How to Disagree With Your Boss

I have a great boss. She's an advocate, she empowers me to do my job in the way that I think it should be done, she trusts that I'll follow through on my commitments, and she's interested in my professional growth. She also says "No" to me sometimes, which I hate hearing (of course), and can lead us to conflict. 

So what do you do when your boss says no? When you are SURE that your plan is going to work and they stand in your way? How do you move forward with someone who's first response is to stop you in your tracks? And what if your boss, (unlike mine), is just plain obstinate and unreasonable? 

Steven Covey Had it Right

Seek first to understand, and then to be understood, is Covey's principle, and I should tape it in size 100 font to my computer monitor, it's so important in the workplace. When I hear "no", my first instinct is the two year old inside of me that balloons with unreasonable rage and screams in my head, "WHAT?! You dare to say no to me?!" But step 1 is to silence this inner child, and listen. Even when you think what you're listening to is unreasonable, listen hard. Before you advocate more for your perspective, understand where your boss is coming from. Listen to all of what she says, turn it around in your mind, meditate on it. See it from her side. 

Get Some Distance 

Then, retreat. Take a time out, call the meeting, and step away from your supervisor for a time. This does two things, it calms the emotional flooding that we get when we're unhappy or provoked, and hopefully keeps you from saying things you might regret. It also gives you some perspective on the conversation and the situation. Perspective is critical. This not only gives you space, but gives it to your boss as well, with the possibility that time will increase their perspective and scope of thought as well. 

Ask Questions 

If you didn't get enough information to fully understand your boss' position in their initial "No", then go back with more questions. Lines like "I was thinking about our conversation, and I had a few questions come up that I wanted to clarify with you", can help you get better understanding of what the "No" is about and why, and whether it's rational or emotional. It can also show that you are engaged, interested, and a good listener, which is important to demonstrate if you want the same courtesy in return. You can get even more information by trying phrases like "what do you think it would take for you to be able to say yes to a request like this in the future?", or "How do you think we should proceed from here?". Even something like, "I'm surprised at your response, I thought that my request was well-supported, and I'm wondering how best to move forward from here," might give you some good information.

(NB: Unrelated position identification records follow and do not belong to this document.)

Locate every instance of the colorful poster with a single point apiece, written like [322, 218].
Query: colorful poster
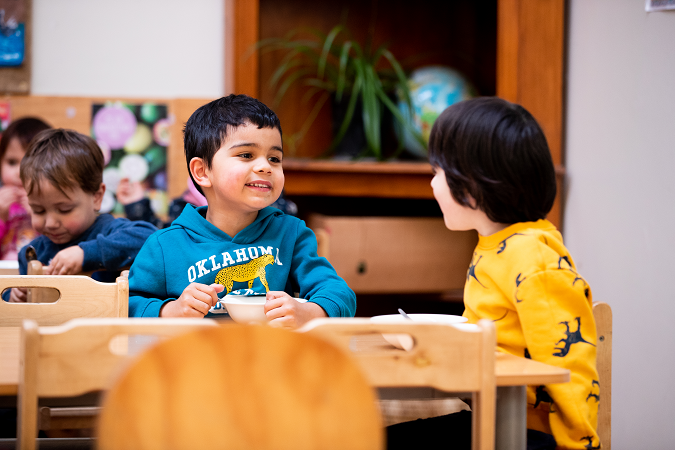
[134, 138]
[12, 32]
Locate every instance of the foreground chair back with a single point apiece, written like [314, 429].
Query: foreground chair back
[603, 323]
[78, 357]
[445, 357]
[242, 387]
[80, 297]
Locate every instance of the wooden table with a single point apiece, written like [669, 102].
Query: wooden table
[513, 374]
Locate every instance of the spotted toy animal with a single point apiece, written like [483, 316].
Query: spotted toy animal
[245, 272]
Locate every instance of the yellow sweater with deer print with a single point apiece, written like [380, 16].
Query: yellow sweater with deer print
[524, 279]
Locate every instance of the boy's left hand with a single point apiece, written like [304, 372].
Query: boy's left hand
[283, 311]
[66, 262]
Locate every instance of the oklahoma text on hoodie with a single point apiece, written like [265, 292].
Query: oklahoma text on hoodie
[276, 252]
[524, 279]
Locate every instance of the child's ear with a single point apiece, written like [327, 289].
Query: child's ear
[198, 171]
[98, 196]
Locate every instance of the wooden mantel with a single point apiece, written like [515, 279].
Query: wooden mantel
[358, 178]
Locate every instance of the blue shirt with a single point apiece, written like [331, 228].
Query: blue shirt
[192, 250]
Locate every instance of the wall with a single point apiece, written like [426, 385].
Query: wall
[620, 209]
[128, 48]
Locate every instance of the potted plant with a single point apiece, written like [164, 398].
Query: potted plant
[361, 80]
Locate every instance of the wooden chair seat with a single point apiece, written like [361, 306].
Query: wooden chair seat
[78, 357]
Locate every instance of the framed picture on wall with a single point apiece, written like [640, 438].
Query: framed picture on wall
[659, 5]
[15, 46]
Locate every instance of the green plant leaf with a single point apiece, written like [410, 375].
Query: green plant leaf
[342, 72]
[371, 111]
[349, 114]
[288, 81]
[328, 43]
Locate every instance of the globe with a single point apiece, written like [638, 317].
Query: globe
[432, 89]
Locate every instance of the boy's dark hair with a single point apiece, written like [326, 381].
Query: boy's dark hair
[495, 151]
[66, 159]
[207, 128]
[24, 130]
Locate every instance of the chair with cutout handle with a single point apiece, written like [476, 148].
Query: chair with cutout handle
[81, 356]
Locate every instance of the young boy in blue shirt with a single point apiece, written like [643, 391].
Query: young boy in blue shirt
[238, 242]
[494, 174]
[62, 173]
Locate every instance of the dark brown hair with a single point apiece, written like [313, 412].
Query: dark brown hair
[24, 130]
[207, 127]
[66, 159]
[495, 151]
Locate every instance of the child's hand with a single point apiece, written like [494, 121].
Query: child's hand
[129, 192]
[284, 311]
[8, 195]
[66, 262]
[195, 301]
[18, 295]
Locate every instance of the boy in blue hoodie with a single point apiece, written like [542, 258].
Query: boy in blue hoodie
[62, 173]
[238, 242]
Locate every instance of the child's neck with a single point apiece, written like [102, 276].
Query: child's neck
[487, 227]
[231, 224]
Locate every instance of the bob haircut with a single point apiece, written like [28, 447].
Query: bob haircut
[495, 152]
[65, 158]
[207, 128]
[24, 130]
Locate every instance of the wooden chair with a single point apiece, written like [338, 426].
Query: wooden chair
[242, 387]
[80, 297]
[448, 358]
[77, 357]
[603, 323]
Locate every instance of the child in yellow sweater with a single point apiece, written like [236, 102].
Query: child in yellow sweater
[494, 174]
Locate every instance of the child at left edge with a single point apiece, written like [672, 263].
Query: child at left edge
[234, 153]
[62, 173]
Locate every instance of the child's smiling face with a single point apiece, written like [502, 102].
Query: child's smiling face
[246, 174]
[63, 217]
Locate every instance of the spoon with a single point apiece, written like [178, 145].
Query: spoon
[404, 314]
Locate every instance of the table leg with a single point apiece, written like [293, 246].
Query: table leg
[511, 418]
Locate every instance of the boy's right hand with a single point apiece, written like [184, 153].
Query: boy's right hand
[195, 301]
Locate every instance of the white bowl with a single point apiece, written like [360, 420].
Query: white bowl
[245, 309]
[405, 341]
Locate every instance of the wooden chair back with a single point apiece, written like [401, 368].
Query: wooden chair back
[80, 297]
[445, 357]
[242, 386]
[603, 323]
[78, 357]
[42, 295]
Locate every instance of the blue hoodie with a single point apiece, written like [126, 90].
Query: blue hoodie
[109, 246]
[192, 250]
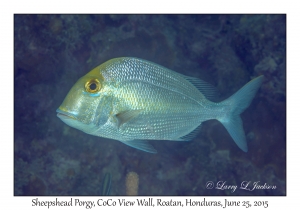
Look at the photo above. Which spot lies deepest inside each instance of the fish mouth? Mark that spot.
(64, 115)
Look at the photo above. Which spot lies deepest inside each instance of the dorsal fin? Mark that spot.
(208, 90)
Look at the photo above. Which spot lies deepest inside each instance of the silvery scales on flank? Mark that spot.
(133, 100)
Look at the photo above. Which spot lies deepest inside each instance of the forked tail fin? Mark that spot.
(238, 103)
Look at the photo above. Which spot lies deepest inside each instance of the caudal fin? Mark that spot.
(239, 102)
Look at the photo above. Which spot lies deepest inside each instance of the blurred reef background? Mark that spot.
(51, 52)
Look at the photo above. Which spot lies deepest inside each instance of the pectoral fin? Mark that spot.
(126, 116)
(141, 145)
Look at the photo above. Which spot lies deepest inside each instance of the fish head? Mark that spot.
(80, 108)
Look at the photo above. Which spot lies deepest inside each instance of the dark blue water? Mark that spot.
(52, 51)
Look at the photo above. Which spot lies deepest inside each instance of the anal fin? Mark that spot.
(191, 135)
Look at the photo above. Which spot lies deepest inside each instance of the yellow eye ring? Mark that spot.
(92, 86)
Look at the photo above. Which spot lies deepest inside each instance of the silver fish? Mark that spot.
(134, 100)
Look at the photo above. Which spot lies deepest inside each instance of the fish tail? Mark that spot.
(238, 103)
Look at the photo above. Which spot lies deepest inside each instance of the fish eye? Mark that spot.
(92, 86)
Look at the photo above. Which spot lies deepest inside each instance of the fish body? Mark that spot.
(134, 100)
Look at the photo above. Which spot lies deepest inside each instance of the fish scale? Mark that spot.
(133, 100)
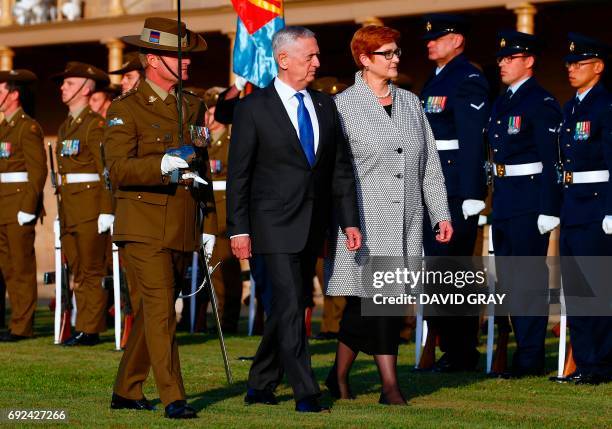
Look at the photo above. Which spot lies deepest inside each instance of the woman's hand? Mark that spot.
(445, 233)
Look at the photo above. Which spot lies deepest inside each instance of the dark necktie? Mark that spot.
(306, 131)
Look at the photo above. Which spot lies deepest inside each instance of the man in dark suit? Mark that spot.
(288, 163)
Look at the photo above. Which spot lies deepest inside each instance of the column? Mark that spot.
(116, 8)
(369, 20)
(525, 13)
(115, 57)
(6, 58)
(6, 12)
(231, 35)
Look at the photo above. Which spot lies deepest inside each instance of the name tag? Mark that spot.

Think Like Game of Thrones 

The interaction between you and your boss is not the only relationship your boss is managing. While you are asking for what you want, and your boss is negotiating that with you, she is also negotiating with other people for their interests, and with her own boss for the needs of her department or own professional career. There are often many political relationships at play, behind-the-scenes conversations about other organizational issues or relationships that you are not in on, and that may be affecting her "no" to you. Look for clues to the greater organizational puzzle that you fit into, and what other political maneuvering may be happening. These clues can give you information on how to further negotiate, or how to increase your odds of a successful conversation next time. 

Express Empathy 

I know, this one is tough, especially if you've just been told "No" in a really cruel or rude or uncompromising way. But see what happens if you try this. Statements like "I understand that this might be a complicated issue, and a lot to think about." or "I can imagine that this might place a bit of pressure on you or on our team, and I'm aware that I'm not making this easy for you right now." Even, "this is a big request, and I know it's a lot to think about," might help your boss relax a little bit. Oftentimes, a quick "No" comes from exhaustion, impatience, and a caving to the pressures of being a leader. Leading is hard work, often lonely, and requires a lot of energy to maintain. Show some empathy for that, and it's possible that your boss just might relax a little. 

Remain Professional and Do Good Work 

Sometimes your boss is truly an irrational and uncompromising person, and no amount of negotiation strategy will work in your favor. When this is the case, it is critical that you take the rational high road, purge your emotions outside of the conversation, and then be prepared to work forward the best way that you can. Seek allies who can help you with their political capital. If you need your boss' support or approval for a project or idea, work the political side of the organization by performing tasks that make your boss look good, that bring positive attention to her, her department, and you, and build up good will as you move forward. You'll build a stronger position to try again in a later conversation.

There is good in the "No"

Hearing "No" actually comes with an upside. It can help you direct into new ideas or different pathways, and can encourage you to build other relationships in the organization. It can show you organizational priorities that might have been hidden from you before. It might be protecting you from something that truly would have been a failure, that your boss sees and you can't. It might be your final straw and the push you need to change jobs or change companies. Look for how you can use the No to push you forward on your professional trajectory. Use it, and that will take away its sting.